Hornaday Wins Third Race in a Row
Ron Hornaday |
Ron Hornaday Jr. rallied in the final 24 laps Saturday for his third straight victory in the Camping World Truck Series, beating Mike Skinner by a truck length in the Built Ford Tough 225 at Kentucky Speedway.
“On Lap 45, if you had told me we’d win this race, I’d have told you were lying," Hornaday said. “We brought the truck back to where we could run (Turns) 3 and 4 wide open. We definitely had to pass some trucks."
Hornaday was sixth for the Lap 127 restart in the 150-lap race on the 1.5-mile track. Crew chief Rick Ren made chassis and air pressure adjustments to the tires on the final two stops to give Hornaday a faster truck.
Hornaday used his tremendous ability on restarts to jump up to third before another caution came out four laps later. On the ensuing restart, he passed rookie Tayler Malsam on the inside of Turn 2 and Aric Almirola on the inside in Turn 4 to take the lead with 18 laps remaining.
Skinner passed Randy Moss Motorsports teammate Malsam for third with nine laps left and inherited second when Todd Bodine had a mechanical problem under the last caution. Skinner closed on Hornaday going into the final two turns but wasn’t able to pass him on the outside.
“I kept my head on the restarts, and we took about a fifth-place truck and finished second," Skinner said. “I really thought I could pass (Hornaday) on the outside on the final lap."
Matt Crafton was third, followed by Timothy Peters and Almirola.
The victory was Hornaday’s fourth of the season and boosted him into a 96-point lead over runner-up Crafton.
Hornaday seems likely to lose some of that lead in the coming week. NASCAR confiscated a rear housing during initial technical inspection Friday and will take it to its Research and Development Center. There also could be other penalties.

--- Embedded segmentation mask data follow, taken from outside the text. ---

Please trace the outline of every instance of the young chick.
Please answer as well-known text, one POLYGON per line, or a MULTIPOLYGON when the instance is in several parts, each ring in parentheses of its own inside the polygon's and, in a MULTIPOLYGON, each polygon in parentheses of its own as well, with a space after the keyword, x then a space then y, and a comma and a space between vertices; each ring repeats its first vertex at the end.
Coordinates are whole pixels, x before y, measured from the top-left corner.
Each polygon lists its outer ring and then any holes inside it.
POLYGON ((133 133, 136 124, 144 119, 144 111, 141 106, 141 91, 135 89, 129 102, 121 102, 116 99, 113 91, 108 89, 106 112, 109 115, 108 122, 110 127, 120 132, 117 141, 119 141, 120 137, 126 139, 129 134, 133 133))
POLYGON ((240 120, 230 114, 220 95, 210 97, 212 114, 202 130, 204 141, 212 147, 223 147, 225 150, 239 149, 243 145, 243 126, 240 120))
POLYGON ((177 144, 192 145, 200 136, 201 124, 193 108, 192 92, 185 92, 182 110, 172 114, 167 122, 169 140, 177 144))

“We buy it from a manufacturer in good faith," Ren said. “The housing was not built to order. We measure it, but not the part that is illegal per the rulebook. We brought it to the racetrack, we’re responsible and we’ll be penalized. It slipped through so many cracks. We’re talking about a quarter of an inch, and the discrepancy didn’t make any difference as far as performance.
“It’s in black and white in the rulebook, but it was built wrong. I don’t want people to think we’re cheating."